Mamá y Maestra
EL sábado murió mamá. Se fue poco a poco, sin complicaciones, con discreción, como fue en vida. Creíamos que había nacido en 1921, como decía su cédula. Pero hace algunos meses le hicieron en Zapatoca un homenaje el Día del Maestro y nos dieron la partida de bautizo como recuerdo, por la que nos enteramos que había nacido 5 años antes. Era su gran secreto, que guardó con entendible vanidad femenina.
Mamá se llamaba Rosita, como casi todas las mujeres de la familia. A pesar de su edad, que llevó con dignidad y lucidez hasta el último momento, nunca pensamos que nos podría faltar. Cuando sufría alguna molestia se le atendía de la mejor manera y su recuperación era pronta y completa. Volvíamos a gozarla plenamente. En esta ocasión pensamos lo mismo, no obstante que los médicos nos hicieron algunas preguntas sobre procedimientos radicales a utilizar en caso de que se agravara. Es que son alarmistas, dijimos. Una de las hermanas explicó: “mamá es una guerrera”.
¡Cierto! Su vida fue un batallar grande en defensa de la familia, de los sanos principios, del buen comportamiento, de los valores cristianos. Muy joven se graduó de Maestra. Ejerció el magisterio casi cuarenta años, empezando en el campo, luego en los pueblos y finalmente en Bucaramanga. Cuando se pensionó, siguió enseñando a los nietos. Con los hijos hizo lo propio. Cuando niños, los 7 muchachos que procreó salíamos del colegio y llegábamos a la casa a seguir las clases. Todos aprendimos a leer y a escribir en la casa. Eso sí, mamá era estricta, brava, y practicaba el método de “la letra con sangre entra”. Era lo de la época.
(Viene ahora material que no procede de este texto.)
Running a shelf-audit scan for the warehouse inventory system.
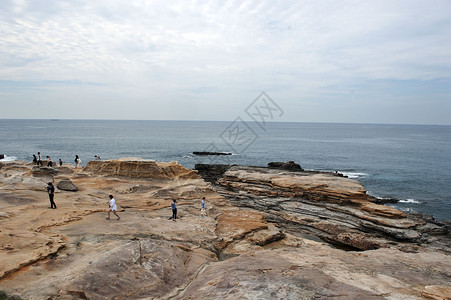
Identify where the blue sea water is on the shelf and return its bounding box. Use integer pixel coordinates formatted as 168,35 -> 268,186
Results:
0,120 -> 451,220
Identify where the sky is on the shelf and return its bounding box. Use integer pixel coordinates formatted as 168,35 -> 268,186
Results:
0,0 -> 451,125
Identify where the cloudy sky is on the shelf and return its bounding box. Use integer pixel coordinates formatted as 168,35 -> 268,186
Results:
0,0 -> 451,124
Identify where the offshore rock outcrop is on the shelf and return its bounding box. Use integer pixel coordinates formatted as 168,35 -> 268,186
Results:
83,159 -> 200,179
0,159 -> 451,299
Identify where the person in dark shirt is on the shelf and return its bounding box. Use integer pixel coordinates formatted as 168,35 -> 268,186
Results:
171,199 -> 177,221
47,156 -> 53,168
38,152 -> 42,167
47,182 -> 56,209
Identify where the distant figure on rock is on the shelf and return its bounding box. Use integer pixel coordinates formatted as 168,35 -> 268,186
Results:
106,195 -> 121,221
47,155 -> 53,168
200,197 -> 205,218
75,155 -> 81,168
38,152 -> 42,167
171,199 -> 177,221
47,182 -> 56,209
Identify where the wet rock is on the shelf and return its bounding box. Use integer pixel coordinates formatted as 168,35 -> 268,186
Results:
268,161 -> 304,171
56,178 -> 78,192
194,164 -> 231,183
83,159 -> 200,179
193,151 -> 232,155
31,166 -> 60,175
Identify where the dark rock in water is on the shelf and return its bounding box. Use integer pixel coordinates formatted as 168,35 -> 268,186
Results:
56,178 -> 78,192
194,164 -> 232,183
193,151 -> 232,155
268,161 -> 304,171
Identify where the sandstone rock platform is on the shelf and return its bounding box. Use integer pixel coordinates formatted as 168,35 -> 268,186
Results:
0,159 -> 451,299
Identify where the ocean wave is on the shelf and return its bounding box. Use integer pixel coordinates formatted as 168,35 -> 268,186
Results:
338,171 -> 369,179
0,155 -> 17,161
399,199 -> 421,204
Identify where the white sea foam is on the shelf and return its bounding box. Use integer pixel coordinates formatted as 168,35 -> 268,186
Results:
399,199 -> 421,204
338,171 -> 368,179
0,155 -> 17,161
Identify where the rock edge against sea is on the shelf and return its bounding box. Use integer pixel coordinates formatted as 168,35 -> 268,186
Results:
0,159 -> 451,299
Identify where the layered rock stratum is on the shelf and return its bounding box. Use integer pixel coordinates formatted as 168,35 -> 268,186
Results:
0,158 -> 451,299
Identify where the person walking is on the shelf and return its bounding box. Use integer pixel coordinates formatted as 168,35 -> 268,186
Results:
47,182 -> 56,209
106,195 -> 121,221
171,199 -> 177,221
200,197 -> 205,218
75,155 -> 81,168
47,156 -> 53,168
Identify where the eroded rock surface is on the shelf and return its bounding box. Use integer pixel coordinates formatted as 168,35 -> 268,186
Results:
0,159 -> 451,299
214,166 -> 451,252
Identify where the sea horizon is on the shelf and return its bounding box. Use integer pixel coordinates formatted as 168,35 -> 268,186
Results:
0,119 -> 451,220
0,118 -> 451,126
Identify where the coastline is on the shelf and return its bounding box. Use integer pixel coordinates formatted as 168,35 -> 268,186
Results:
0,159 -> 451,299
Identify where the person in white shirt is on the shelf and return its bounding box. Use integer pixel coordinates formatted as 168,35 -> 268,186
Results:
200,197 -> 205,218
106,195 -> 121,221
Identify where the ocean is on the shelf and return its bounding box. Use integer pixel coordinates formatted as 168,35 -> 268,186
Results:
0,120 -> 451,220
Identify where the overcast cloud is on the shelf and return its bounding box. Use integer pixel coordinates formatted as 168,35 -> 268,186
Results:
0,0 -> 451,124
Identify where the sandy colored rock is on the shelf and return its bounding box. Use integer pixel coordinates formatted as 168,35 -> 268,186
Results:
0,159 -> 451,299
83,159 -> 200,179
56,178 -> 78,192
421,285 -> 451,300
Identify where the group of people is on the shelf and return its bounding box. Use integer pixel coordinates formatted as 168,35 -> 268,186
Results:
33,152 -> 101,168
105,195 -> 205,221
171,197 -> 205,221
47,182 -> 205,221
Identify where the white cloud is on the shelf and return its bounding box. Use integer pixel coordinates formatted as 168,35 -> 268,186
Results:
0,0 -> 451,123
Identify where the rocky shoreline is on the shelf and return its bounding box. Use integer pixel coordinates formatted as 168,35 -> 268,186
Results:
0,159 -> 451,299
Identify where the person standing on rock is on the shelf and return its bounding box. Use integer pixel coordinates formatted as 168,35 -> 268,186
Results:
171,199 -> 177,221
38,152 -> 43,167
200,197 -> 205,218
47,156 -> 53,168
47,182 -> 56,209
106,195 -> 121,221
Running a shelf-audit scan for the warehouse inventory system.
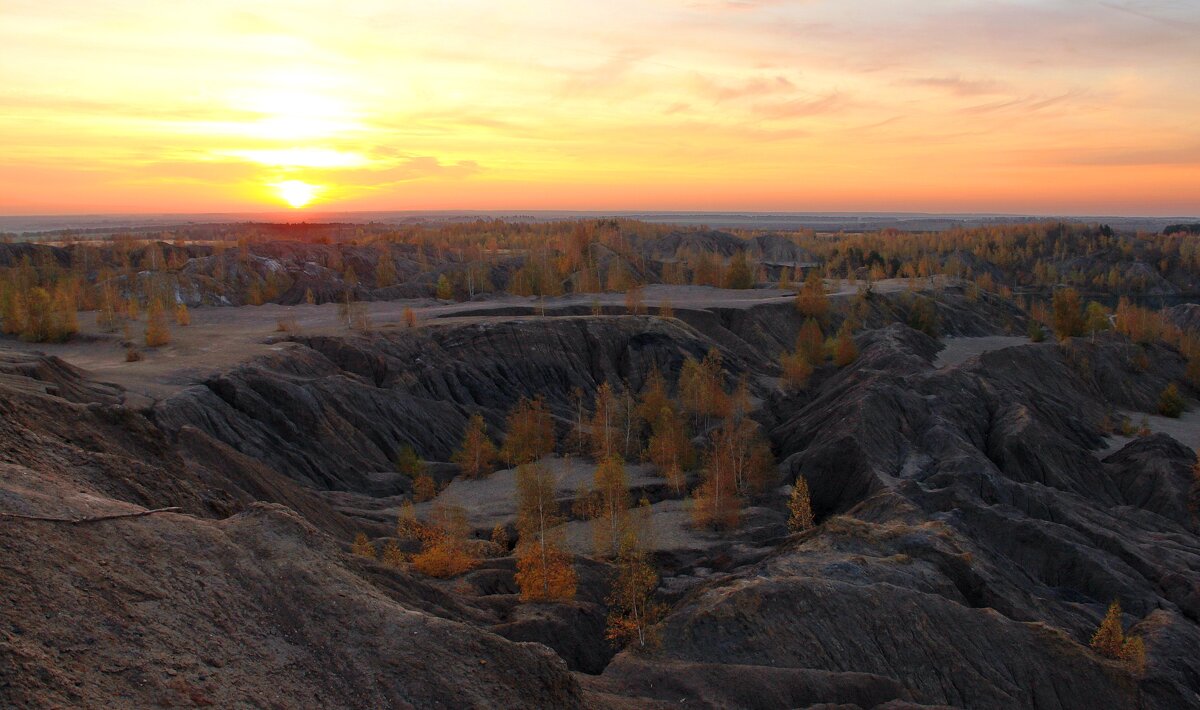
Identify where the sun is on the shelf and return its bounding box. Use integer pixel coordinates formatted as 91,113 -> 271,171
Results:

Ejerció plenamente como mamá. La abuelita la remplazaba mientras iba a dar clases. Educó a mucha gente en Zapatoca, Betulia, Matanza, Tona, Lebrija, Girón y Bucaramanga. El domingo, haciendo cola para votar en mi barrio de infancia, se me acercó un hombre ya mayor y me dijo, “fue mi maestra de tercer año y la recuerdo con cariño”.
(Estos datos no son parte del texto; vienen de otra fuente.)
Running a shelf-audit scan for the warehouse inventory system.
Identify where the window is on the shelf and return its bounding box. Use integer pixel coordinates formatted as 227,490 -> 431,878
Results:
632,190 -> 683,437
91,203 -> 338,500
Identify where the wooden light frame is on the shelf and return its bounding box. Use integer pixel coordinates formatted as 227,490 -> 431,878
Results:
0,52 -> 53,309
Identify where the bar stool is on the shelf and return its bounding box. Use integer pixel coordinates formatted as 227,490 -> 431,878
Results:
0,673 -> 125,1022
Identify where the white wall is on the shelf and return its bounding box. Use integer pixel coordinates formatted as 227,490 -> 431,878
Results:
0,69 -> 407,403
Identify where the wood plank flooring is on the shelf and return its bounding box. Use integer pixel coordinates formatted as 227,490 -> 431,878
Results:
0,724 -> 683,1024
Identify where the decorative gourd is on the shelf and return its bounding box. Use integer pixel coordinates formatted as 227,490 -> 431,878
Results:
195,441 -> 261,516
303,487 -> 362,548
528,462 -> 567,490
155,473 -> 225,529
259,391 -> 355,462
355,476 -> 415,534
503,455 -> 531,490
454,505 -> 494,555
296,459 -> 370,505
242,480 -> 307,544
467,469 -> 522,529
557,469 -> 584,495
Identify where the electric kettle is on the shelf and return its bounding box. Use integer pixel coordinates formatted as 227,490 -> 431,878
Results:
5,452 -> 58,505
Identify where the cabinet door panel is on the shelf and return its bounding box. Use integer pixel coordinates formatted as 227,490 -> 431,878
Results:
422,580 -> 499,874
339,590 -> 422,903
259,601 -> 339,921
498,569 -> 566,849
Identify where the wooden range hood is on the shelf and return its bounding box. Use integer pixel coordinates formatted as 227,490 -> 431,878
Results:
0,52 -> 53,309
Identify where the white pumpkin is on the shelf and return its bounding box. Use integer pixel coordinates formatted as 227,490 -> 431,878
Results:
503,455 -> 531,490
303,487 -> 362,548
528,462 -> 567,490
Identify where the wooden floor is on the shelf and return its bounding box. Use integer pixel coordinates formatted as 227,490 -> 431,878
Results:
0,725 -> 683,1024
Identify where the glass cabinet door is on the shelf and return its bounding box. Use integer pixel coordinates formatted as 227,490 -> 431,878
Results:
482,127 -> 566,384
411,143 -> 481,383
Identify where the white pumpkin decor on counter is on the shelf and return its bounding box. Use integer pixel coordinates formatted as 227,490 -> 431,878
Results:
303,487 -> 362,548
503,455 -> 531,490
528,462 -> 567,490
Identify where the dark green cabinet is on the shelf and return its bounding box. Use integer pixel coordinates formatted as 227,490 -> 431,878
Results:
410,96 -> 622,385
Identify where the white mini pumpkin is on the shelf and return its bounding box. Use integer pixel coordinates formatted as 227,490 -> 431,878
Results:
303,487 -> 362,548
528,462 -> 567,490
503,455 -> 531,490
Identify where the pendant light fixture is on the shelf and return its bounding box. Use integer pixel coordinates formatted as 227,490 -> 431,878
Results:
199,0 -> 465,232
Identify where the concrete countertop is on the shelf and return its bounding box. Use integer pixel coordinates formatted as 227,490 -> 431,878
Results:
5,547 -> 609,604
Virtuosa, delicada, correcta en extremo, nunca dijo una mala palabra, nunca hizo mal comentario de nadie, nunca se quejó tampoco de nada, ni pidió nada. Sus hijos teníamos que imaginarnos lo que deseaba o necesitaba. Le daba pena molestarnos, decía. Sobrevivió a nuestro Padre durante 40 años, con independencia. Administraba su modesta pensión y casi hasta el fin de su vida vivió en su propio apartamento pues no quería “causarle molestias a nadie”. Los últimos años estuvo en la casa de Carmen Alicia, en donde sus hijos, nietos y bisnietos hacíamos tertulia familiar gozando de sus recuerdos.
Todos tenemos que irnos, pero es difícil aceptarlo. Eso lo sufrió Mamá cuando murió Rosa Eugenia. “He debido morirme yo”, me dijo, cuando le di la noticia. En los últimos tres años llevó esa amargura en el alma. La misma que hasta el último minuto llevaremos sus hijos por esa inolvidable mamá que al morir me recalcó ser “Católica, Apostólica y Romana”.